School district in Iowa, US

CAL Community School District is a public school district headquartered in Latimer, Iowa.

The district is mostly in Franklin County with a section in Wright County, and serves Latimer, Alexander, and Coulter.

==History==
The first consolidation among the three towns that later made up CAL was in 1947, with the merger of the Coulter Consolidated School and the Latimer Consolidated School, to form the Franklin Consolidated School District. Shortly thereafter, land was acquired at a site approximately halfway between Latimer and Coulter, two miles to the south, and construction began on a new school, which opened in 1951. In 1962, Franklin Consolidated merged with the Alexander Consolidated School, and the district rebranded itself as CAL Community School.
In 1998, after a long period of declining enrollment in both districts, CAL and the Dows Community School District began a grade-sharing program with each district having its own elementary school, Dows operating the middle school, and CAL operating the high school. Circa 2004, the CAL district had 241 students. In the 2016–17 school year the district had 261 students.

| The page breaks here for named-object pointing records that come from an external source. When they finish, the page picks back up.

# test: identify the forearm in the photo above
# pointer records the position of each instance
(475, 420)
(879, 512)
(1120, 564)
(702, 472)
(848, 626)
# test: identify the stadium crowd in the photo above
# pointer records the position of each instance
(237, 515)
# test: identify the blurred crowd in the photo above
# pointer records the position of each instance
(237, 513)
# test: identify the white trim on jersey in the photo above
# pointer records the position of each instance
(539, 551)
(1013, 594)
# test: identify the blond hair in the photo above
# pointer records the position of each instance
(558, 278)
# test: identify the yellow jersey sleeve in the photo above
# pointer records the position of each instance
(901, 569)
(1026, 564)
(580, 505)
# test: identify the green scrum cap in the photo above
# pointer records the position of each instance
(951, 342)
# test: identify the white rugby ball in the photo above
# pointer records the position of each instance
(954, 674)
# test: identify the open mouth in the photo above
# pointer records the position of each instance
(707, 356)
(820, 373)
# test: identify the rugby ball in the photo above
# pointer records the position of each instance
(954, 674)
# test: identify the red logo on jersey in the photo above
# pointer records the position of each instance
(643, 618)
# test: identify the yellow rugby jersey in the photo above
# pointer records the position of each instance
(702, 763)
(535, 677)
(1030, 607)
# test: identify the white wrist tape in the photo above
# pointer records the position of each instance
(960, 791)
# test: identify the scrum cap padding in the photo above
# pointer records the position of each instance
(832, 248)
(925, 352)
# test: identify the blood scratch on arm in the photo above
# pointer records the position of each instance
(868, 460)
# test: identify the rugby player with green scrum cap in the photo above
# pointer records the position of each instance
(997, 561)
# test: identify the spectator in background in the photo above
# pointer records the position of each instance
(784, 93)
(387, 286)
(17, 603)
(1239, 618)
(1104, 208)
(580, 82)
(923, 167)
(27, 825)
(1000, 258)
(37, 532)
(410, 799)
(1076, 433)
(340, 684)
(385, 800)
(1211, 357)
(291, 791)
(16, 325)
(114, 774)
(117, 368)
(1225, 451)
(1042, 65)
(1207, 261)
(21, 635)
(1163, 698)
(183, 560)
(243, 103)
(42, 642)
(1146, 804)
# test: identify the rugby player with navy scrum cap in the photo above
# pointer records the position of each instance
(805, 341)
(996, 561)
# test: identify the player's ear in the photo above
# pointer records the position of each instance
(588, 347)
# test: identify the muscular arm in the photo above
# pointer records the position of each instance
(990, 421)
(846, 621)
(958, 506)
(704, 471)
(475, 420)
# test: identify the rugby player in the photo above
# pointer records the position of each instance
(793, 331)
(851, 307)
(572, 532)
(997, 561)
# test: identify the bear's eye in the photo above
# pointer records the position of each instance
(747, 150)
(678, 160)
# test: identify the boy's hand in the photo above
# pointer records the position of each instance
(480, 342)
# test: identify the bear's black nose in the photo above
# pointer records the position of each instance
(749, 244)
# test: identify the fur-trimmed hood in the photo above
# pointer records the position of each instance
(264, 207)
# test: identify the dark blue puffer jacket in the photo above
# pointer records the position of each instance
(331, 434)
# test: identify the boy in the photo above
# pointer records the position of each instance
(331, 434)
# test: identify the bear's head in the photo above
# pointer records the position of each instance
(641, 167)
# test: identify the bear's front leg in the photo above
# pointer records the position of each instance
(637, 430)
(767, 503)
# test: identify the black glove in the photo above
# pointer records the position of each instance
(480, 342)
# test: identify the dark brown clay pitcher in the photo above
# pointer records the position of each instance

As a way to lower costs, the district was scheduled to begin sharing a superintendent with the Hampton–Dumont Community School District in 2016. The school board of Hampton–Dumont CSD approved the arrangement, effective July 1 that year. In 2018, the district entered into a whole grade-sharing agreement with Hampton–Dumont, sending its secondary students there. Shortly after the grade-sharing agreement was allowed to lapse in 2014, Dows opted to consolidate with the much larger Clarion-Goldfield Community School, which renamed itself Clarion-Goldfield-Dows Community School.

==Schools==
- CAL Elementary School, Latimer
Secondary students attend Hampton–Dumont Community School District through a grade sharing agreement.

===Athletics===
Prior to the agreement, the CAL Cadets competed in the Iowa Star Conference.